Muslim countries should give equal rights to minorities: Sayeeda Warsi


LAHORE: Conservative Party of the United Kingdom Chairman Baroness Sayeeda Warsi said Sunday that all Muslim countries should give equal rights to the other communities.

She was speaking on the second and concluding day of the second edition of the event, titled ‘Afkar-e-Taza ThinkFest’, held under the auspices of the Information Technology University (ITU) in collaboration with the Federal Higher Education Commission (FHEC), Punjab Higher Education Commission (PHEC) and private sector organisations.

Sayeeda Warsi said on the occasion that we should question ourselves first instead of judging others. We need to overcome the fear of love to win, she added. She said that while Pakistan was nearing the general elections, the people should ask tough questions from the representatives they would vote to elect to power.

She further said that five per cent of Britain’s population comprised of Muslims, out of which 1.8 million were from Pakistan and Kashmir, adding that we all enjoyed equal rights in accordance with the British law.

Earlier, while opening the concluding day session, PHEC Chairman Nizamuddin urged representatives of 57 universities of Punjab to develop a culture of discussion and debate among citizens belonging to all walks of life. He assured to extend full support in this connection and said that PHEC was planning to hold similar activities in Multan, Bahawalpur and Rawalpindi.
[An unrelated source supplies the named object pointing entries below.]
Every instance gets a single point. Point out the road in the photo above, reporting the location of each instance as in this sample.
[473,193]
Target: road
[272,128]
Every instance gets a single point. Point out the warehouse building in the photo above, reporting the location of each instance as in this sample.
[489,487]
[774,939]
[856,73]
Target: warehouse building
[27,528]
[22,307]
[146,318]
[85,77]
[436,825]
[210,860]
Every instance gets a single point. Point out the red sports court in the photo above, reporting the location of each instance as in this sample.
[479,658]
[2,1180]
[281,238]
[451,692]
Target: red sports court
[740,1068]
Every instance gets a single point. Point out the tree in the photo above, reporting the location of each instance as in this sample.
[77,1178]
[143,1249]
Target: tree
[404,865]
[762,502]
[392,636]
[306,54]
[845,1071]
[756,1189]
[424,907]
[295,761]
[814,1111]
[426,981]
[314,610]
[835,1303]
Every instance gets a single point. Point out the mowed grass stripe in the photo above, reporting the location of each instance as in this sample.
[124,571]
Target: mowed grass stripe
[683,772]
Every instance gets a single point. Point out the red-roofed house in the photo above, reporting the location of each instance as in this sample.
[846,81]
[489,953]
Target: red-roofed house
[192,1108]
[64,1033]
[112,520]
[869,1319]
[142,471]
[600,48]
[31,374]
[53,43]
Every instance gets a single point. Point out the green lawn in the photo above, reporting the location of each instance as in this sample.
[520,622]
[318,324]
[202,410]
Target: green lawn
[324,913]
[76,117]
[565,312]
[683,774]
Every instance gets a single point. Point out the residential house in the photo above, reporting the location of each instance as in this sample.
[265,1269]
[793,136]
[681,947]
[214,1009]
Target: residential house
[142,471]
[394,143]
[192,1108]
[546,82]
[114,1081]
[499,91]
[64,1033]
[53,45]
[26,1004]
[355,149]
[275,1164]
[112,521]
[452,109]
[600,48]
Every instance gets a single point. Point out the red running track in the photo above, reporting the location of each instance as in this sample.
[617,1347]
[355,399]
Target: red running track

In the absence of Lahore Literary Festival, Afkar-e-Taza ThinkFest’s second edition had attracted a large number of participants from all walks of life. We needed to promote the culture of research and dialogue to talk more about history, politics and arts, Nizamuddin said. No research could be completed without academia linkages with the outer world, he added.

In the session, titled ‘Rohingya: Inside the Burmese Genocide’, speaker Azeem Ibrahim from the United States Army College termed it to be the greatest human crisis since the Rohingya were the largest stateless people. He said the current crisis had displaced 650,000 people who were facing ethnic cleansing, while adding that Myanmar state was redistributing the lands left behind by Rohingyas among local Buddhists.

The topics discussed in other sessions included, Jerusalem: The Future of Middle East, Midnight’s Furies: The Partition of British India, Entrepreneurship Meets Media: Redefining Heroes of Pakistan, India Turns East: US China Rivalry, The Rise of Right Wing, Where is the Media Heading?, Shrines Violence and Society in Pakistan, Standing up to the Field Marshal, Inqlab Zindabad, Mr and Mrs Jinnah, The marriage that Shook India, The Enemy Within: A tale of Muslim Britain, The Next Five Months, Artificial Intelligence as the New Electricity and others.